Image of the innards of a hard drive
(Image credit: Pixabay)

Those looking to snag a bargain on an SSD or hard drive should be wary right now, as Chia miners who are abandoning their pursuit of this cryptocurrency are selling off used drives in droves apparently (with some even advertised as new models). The main problem here being that drives used for Chia mining are possibly near worn-out.

Chia is a relatively new cryptocurrency that launch back in May 2021, and got off to a somewhat shaky start, but then grew in value quite quickly – but has since plunged back down and now stands at around a sixth of the price it sold for at the coin’s peak (at the time of writing).

The big difference with Chia compared to other crypto assets is that it was designed to be more eco-friendly and use a ‘proof of space’ model which relies on storage capacity, meaning you need drives rather than more power-hungry GPUs (or ASICs). As you might imagine, in the earlier days of Chia, there was something of a drive-buying frenzy as a result.

However, as Wccftech spotted, VNExpress International has highlighted that given the huge drop in the value of Chia, over in Asia miners have started selling off their drives in order to switch tack to a different cryptocurrency.

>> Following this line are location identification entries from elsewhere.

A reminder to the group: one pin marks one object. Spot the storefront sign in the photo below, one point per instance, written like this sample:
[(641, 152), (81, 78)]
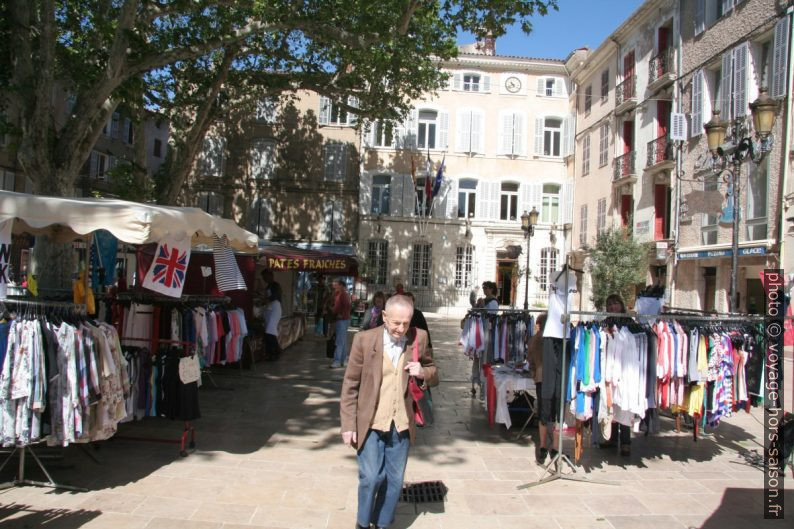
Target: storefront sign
[(708, 254), (306, 264)]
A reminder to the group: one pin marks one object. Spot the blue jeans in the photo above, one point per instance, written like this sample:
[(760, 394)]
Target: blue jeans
[(381, 466), (340, 352)]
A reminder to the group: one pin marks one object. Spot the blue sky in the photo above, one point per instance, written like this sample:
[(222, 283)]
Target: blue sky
[(578, 23)]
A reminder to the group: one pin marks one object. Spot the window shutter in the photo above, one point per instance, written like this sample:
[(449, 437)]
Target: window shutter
[(567, 214), (505, 133), (325, 111), (443, 130), (559, 87), (538, 136), (409, 130), (780, 58), (519, 134), (352, 118), (486, 83), (365, 194), (478, 131), (700, 16), (677, 126), (368, 133), (567, 136), (725, 86), (697, 103), (408, 196), (740, 80)]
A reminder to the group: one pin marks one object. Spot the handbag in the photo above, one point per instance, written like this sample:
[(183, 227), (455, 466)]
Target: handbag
[(422, 398)]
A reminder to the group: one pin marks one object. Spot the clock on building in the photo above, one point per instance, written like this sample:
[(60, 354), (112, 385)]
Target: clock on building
[(513, 84)]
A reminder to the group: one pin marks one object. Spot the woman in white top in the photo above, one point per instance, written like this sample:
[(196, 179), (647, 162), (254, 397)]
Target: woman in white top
[(272, 317), (374, 314)]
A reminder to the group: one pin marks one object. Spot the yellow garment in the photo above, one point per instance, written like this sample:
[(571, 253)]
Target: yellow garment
[(83, 295), (33, 285)]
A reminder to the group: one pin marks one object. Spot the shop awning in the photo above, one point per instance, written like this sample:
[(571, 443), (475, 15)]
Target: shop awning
[(281, 257), (65, 219)]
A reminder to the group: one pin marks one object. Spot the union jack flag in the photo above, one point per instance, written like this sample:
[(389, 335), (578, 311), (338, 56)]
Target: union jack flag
[(170, 266)]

No other coin uses drives, so the only real option for miners is to try and offload them and switch to an entirely different model with an alternative cryptocurrency. Hence there are now a lot of drives coming onto the used market, with some more nefarious types advertising SSDs or HDDs as ‘new’ (or renewed) models when in fact they are used.

And not just used, but perhaps seriously heavily used: Chia mining is really intensive in terms of drive wear, meaning that a 1TB SSD, for example, might only last 80 days of mining (plotting) rather than the many years of life it should have. So, anyone buying an ex-Chia workhorse drive might be purchasing something which is literally about to die.


Analysis: Sowing the (Chia) seeds of distrust

The used market for drives has certainly become a more hazardous place because of this activity, at least in Asia as this report underlines. However, there could of course be Chia miners in other regions across the globe giving up on this cryptocurrency and going through a similar sell-off of their (potentially failing) hardware.

Obviously, it’s even more galling to hear that some of these drives could be passed off as new, and clearly, it pays to be careful of where you’re making a purchase from. Be wary of any third-party marketplaces, and also what might be apparent bargains from miners who’ve slashed prices, likely because the drive in question is on the cusp of giving up the ghost.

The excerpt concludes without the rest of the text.